Data Sharing Statement
Medical and prescription data on the study population are de-identified claims data from Elevance Health insurance plans. These data are owned by Elevance Health and are not publicly available. Variables on the social determinants of health were derived from the American Community Survey, which can be found through the US Census Bureau. Death data from the National Death Index was collected from the Centers for Disease Control and Prevention.
Ethics Approval
The Western Institutional Review Board (WIRB)-Copernicus Group (WCG) Institutional Review Board approved the HIPAA waiver of authorization (IRB tracking number 20221832) for the use and disclosure of protected health information to link patients to the NDI as necessary for conduct of this research. Carelon Research accesses the data in a manner that complies with federal and state laws and regulations, including those related to the privacy and security of individually identifiable health information.
Acknowledgments
The authors would like to thank Meghan Barczewski and Nicole Fournakis for project management support and Elizabeth Marks for editorial support of this manuscript.
Author Contributions
All authors made a significant contribution to the work reported, whether that is in the conception, study design, execution, acquisition of data, analysis and interpretation, or in all these areas; took part in drafting, revising, or critically reviewing the article; gave final approval of the version to be published; have agreed on the journal to which the article has been submitted; and agree to be accountable for all aspects of the work.
Disclosure
KD, SL, AT, and AN are employees of Carelon Research, Inc., which received funding for the conduct of this study from AstraZeneca. KD and SL are stockholders of Elevance Health. MP, KR CN, and NF are employees and stockholders of AstraZeneca.
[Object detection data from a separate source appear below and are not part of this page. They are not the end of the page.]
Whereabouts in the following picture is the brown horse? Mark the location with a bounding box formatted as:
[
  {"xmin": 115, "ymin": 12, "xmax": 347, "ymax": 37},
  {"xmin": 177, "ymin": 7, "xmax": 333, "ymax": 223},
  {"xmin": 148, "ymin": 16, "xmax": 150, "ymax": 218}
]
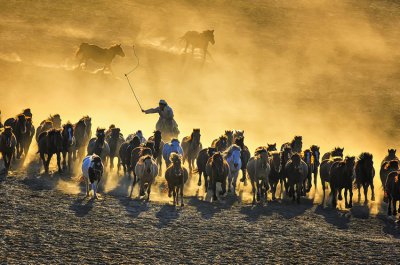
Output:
[
  {"xmin": 165, "ymin": 153, "xmax": 189, "ymax": 206},
  {"xmin": 181, "ymin": 30, "xmax": 215, "ymax": 62},
  {"xmin": 76, "ymin": 42, "xmax": 125, "ymax": 72},
  {"xmin": 182, "ymin": 129, "xmax": 202, "ymax": 174},
  {"xmin": 0, "ymin": 126, "xmax": 17, "ymax": 173}
]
DM has received payment for consultant services from AstraZeneca and GSK; personal fees from Up to Date, personal fees from Genentech; and has been an expert witness for the Schlesinger Law Firm. GC has received research grant funding and payment for consultant services from AstraZeneca, GSK, and Chiesi Farmaceutici, and received payment or honoraria for lectures, presentations, speakers bureaus, manuscript writing, or educational events from Pulmonx. The authors report no other conflicts on interest in this work.